Los años pasaron. Las lluvias iban y venían. El escudo de armas del dragón se fue erosionando con la lluvia. El marqués del valle, Cortez, murió. El lago se fue secando poco a poco. Los sirvientes del conde fueron heredando su puesto a sus hijos y estos a sus hijos. Los ahuehuetes crecieron, magníficos e inmensos, alrededor de la casa solariega adornada con las armas del dragón. Poco a poco los habitantes de Coyoacán se olvidaron del conde de la legion. Y el conde…el conde siguió igual.
Y vos, “sosteniente” Torres, eventualmente os apersonasteis en Coyoacán. Y cruzasteis el mal país sin percataros de las cuevas donde se guarecían los idolillos de Huichilobos, y cabalgasteis frente a la casa que os dijeron era del conde, bajo una lúgubre calzada ensombrecida por unos gigantescos ahuehuetes.
Luego, “sosteniente” Torres os dirigisteis rumbo al pueblo de Coyoacán y rentasteis un cuarto en un mesón de ahí y empezasteis a preguntar sobre el conde.
--Tengo entendido que es buen jinete –os explico el talabartero del lugar--. Me ha comisionado fustes, sillas, y botas de montar.
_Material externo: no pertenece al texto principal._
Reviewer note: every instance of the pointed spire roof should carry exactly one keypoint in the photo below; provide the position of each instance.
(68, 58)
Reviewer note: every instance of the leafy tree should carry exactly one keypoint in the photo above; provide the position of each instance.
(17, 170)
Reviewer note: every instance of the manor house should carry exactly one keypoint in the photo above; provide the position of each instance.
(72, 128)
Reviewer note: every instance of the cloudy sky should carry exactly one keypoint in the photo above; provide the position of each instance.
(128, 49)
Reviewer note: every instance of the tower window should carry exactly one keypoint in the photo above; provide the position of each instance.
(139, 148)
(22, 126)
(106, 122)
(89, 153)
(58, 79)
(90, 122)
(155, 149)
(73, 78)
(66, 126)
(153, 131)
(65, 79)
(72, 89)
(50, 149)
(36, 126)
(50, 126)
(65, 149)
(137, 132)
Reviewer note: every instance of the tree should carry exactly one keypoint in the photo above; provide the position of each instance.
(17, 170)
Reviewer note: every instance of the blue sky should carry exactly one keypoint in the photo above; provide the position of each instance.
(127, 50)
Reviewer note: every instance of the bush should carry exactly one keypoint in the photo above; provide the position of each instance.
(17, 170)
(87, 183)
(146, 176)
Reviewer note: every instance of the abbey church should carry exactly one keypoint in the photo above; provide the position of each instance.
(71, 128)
Pero rara vez lo veo.
--¿El conde? –Pregunto el cura del pueblo--. Rara vez he visto a su señoría y nunca en misa. Me han contado que solo asiste a la catedral de México durante semana santa. ¿Por qué preguntáis sobre él?
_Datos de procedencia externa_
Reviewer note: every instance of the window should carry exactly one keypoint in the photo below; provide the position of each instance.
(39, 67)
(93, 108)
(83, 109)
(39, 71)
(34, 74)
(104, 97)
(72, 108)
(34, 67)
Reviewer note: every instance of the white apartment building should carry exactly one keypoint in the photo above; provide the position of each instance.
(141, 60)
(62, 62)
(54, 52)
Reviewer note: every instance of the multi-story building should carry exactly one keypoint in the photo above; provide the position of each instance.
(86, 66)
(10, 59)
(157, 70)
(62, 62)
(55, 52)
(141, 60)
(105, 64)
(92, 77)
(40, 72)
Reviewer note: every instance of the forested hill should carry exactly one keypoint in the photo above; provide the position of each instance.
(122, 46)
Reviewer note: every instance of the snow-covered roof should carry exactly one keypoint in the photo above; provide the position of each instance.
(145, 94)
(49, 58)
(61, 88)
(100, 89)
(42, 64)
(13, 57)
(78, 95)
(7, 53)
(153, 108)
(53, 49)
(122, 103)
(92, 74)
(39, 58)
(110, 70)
Por toda respuesta enseñasteis tu charola que os acreditaba como miembro de la policía del santo oficio y el cura no dijo más.
--Su señoría paga siempre a tiempo sus contribuciones –explico el tesorero municipal--. ¿Quién sois y por qué preguntáis sobre él?
Adivinasteis que al fulano le importaría un bledo si fuerais el mismo papa y decidisteis mentirle, mi sosteniente.
--Es que quisiera emplearme con él y quería saber qué clase de patrón es.
--Dudo que os tome, caballero. El ha tenido siempre por criados a los Zúñiga. Varias generaciones de estos han trabajado en esa casa.
--Ah, ¿queréis decir de que los ancestros del conde los han empleado? ¿Está casado el conde o tiene hijos?
--Eso mejor pregúnteselo al señor conde, caballero.
Y al anochecer os dispusisteis a ir a vigilar la casona con el escudo de un dragón, “sosteniente” Torres. Sin embargo, tuvisteis tal premonición que por un momento pensasteis seriamente en ir a la iglesia a tomar la comunión.
--Me he de estar poniendo viejo –os dijisteis “sosteniente” Torres. Pero por si las moscas os llevasteis una pistola y vuestra espada.